NVIDIA Fermi: Architecture discussion

3dilettante · Oct 14, 2009

dnavas said:
Although, now thinking about it in the context of this whole "real threads" .. umm .. discussion, I wonder if DWF isn't breathing life into the quaint and aging assumption that everyone and their brother is always running the same instruction. Seems like the cost of DWF and MIMD might be similar (difference between finding 32 runnable "threads" and finding 32 runnable "threads" all at the same PC is ..?), and we'd get better advantages from MIMD, even if we do need larger instruction caches?

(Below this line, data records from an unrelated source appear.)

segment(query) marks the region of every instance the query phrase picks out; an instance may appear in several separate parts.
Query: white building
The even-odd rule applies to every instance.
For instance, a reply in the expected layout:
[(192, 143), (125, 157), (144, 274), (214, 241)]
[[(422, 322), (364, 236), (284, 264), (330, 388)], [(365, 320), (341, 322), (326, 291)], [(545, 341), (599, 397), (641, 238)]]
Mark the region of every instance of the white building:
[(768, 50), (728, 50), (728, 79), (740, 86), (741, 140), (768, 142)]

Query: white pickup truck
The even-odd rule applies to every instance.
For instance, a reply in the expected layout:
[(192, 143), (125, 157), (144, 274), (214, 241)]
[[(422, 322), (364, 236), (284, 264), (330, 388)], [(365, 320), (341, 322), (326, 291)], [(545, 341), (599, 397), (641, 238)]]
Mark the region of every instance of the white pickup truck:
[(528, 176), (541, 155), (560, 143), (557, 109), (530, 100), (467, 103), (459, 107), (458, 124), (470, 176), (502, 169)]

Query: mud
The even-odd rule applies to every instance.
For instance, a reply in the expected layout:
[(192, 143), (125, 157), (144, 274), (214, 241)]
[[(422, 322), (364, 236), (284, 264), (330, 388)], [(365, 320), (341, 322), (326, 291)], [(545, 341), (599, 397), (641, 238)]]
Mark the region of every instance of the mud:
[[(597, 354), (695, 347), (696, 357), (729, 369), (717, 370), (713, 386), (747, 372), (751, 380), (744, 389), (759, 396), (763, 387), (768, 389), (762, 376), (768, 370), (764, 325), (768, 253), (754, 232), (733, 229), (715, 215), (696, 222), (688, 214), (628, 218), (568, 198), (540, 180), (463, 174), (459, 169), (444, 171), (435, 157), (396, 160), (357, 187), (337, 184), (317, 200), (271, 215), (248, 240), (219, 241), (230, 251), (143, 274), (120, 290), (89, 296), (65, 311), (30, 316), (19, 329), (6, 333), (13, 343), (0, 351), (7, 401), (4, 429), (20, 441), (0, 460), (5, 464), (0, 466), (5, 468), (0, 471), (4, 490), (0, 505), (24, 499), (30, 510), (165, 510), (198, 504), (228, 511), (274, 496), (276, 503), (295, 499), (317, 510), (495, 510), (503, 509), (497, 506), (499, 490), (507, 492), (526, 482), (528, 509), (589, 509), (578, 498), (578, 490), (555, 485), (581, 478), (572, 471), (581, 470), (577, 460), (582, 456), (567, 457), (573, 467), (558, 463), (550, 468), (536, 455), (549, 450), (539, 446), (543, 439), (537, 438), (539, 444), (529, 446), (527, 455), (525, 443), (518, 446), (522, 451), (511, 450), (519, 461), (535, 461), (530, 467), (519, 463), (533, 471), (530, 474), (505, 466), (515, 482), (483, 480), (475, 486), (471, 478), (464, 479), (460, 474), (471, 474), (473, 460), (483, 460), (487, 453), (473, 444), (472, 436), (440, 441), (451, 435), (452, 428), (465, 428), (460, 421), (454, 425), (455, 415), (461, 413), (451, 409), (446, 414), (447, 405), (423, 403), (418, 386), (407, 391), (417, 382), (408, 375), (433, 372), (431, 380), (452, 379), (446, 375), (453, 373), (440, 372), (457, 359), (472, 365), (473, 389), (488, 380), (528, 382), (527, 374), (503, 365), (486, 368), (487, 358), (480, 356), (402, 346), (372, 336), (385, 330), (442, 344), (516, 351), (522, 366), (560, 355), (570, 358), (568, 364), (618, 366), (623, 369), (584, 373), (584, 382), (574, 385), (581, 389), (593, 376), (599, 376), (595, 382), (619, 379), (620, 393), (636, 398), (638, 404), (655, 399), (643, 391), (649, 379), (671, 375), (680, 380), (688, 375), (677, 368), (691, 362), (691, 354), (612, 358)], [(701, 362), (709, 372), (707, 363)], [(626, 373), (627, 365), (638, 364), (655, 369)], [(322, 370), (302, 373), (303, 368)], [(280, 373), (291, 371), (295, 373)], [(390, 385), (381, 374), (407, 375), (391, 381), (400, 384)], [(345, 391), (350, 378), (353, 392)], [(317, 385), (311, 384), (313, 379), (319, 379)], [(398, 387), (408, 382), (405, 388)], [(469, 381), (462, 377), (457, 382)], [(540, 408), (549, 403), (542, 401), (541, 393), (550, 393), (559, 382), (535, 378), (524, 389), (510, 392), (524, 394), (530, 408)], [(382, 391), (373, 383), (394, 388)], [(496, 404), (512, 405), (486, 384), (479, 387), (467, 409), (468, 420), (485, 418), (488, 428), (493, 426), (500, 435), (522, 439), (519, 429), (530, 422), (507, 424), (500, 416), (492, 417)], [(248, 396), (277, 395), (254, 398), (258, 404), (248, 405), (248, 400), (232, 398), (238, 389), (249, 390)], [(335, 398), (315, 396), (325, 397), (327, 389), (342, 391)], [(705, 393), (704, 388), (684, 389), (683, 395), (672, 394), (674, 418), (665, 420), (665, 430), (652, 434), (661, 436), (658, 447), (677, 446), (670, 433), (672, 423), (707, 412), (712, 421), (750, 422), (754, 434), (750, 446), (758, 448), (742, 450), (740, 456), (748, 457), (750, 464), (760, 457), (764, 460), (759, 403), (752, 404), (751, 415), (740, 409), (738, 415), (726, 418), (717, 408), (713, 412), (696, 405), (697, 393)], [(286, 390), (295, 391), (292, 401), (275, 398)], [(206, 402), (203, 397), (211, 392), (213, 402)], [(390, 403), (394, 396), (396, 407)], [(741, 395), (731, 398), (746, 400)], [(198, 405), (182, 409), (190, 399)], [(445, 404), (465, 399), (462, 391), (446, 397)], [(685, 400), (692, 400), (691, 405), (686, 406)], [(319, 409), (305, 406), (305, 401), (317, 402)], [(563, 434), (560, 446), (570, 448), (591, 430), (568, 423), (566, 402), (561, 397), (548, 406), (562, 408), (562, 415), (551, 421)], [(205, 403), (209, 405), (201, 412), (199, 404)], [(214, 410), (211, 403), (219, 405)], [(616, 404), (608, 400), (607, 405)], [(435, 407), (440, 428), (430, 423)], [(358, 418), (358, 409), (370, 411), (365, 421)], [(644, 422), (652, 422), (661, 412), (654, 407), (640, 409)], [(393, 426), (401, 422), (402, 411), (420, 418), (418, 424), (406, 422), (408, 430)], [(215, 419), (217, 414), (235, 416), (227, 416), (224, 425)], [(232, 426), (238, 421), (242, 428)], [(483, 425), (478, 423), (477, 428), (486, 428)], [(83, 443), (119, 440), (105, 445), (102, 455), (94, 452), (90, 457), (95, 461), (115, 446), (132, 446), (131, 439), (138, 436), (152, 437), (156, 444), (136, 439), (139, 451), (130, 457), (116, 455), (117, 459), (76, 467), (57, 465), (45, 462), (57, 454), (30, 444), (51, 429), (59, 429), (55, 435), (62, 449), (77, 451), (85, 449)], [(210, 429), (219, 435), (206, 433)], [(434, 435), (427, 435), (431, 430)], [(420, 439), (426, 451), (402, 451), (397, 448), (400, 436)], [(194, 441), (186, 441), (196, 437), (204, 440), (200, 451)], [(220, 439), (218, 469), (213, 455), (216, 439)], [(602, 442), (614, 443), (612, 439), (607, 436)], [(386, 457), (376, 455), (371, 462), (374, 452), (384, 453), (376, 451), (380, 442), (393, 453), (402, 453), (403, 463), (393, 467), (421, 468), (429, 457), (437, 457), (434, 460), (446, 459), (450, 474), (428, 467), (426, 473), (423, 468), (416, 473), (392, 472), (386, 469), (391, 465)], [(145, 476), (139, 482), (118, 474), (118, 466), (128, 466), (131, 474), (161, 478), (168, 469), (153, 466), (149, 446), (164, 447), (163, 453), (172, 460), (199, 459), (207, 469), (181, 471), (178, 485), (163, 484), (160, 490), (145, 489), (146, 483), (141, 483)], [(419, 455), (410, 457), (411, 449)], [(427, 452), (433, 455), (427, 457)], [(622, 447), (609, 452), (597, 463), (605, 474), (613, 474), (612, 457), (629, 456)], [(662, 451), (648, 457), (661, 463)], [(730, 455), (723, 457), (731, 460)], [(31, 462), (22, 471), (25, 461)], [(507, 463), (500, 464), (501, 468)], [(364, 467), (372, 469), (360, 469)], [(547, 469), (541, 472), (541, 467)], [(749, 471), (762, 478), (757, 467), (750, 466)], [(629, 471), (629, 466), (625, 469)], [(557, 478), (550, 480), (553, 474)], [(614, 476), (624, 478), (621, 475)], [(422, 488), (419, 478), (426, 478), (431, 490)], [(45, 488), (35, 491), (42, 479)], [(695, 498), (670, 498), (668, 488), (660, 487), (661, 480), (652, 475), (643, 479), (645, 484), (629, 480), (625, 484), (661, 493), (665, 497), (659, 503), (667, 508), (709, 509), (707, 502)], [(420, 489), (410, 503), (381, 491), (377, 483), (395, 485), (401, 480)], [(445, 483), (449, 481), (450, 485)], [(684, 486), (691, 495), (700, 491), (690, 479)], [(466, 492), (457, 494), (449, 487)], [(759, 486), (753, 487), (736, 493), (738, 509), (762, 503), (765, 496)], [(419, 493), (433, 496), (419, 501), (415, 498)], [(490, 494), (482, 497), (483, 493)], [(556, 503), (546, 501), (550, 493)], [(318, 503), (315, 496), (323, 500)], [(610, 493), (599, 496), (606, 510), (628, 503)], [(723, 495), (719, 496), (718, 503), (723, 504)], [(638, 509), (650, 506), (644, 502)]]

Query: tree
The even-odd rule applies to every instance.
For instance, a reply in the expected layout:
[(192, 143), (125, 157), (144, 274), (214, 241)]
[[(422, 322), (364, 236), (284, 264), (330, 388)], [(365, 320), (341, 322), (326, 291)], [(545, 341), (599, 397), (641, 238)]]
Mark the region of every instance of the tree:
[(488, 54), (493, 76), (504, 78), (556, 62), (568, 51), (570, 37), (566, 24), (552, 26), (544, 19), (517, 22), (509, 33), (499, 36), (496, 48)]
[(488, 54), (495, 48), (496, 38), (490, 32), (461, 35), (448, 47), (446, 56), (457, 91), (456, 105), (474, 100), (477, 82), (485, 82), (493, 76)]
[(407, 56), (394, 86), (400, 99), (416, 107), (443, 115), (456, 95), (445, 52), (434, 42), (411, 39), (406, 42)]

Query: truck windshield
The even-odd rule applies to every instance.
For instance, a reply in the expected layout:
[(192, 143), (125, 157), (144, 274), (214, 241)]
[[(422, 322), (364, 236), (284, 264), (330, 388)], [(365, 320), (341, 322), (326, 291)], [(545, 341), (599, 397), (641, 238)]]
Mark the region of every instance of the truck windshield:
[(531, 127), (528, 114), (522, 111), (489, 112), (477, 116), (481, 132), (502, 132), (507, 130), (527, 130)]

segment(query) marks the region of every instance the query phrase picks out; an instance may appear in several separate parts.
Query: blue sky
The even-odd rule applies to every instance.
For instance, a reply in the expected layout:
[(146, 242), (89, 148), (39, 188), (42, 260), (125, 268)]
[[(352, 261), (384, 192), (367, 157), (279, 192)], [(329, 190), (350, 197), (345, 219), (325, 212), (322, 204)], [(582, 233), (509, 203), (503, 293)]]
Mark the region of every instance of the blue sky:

Full MIMD would be larger instruction caches and multiplying the resources at the front end. In terms of issue ports, a physical SIMD of width 16 pushed to 16 MIMD units would require 16x the decoders, issue ports, and scheduling.
It's not necessarily 16x the hardware because these are potentially simpler than the more complex SIMD unit.
Regardless, Fermi is already plenty big.

The primary argument for DWF was that Nvidia's scheduling and register hardware was already oddly complex for what it was doing, and DWF was an incremental increase that could yield throughput decently close to what MIMD could offer for the workloads targeted.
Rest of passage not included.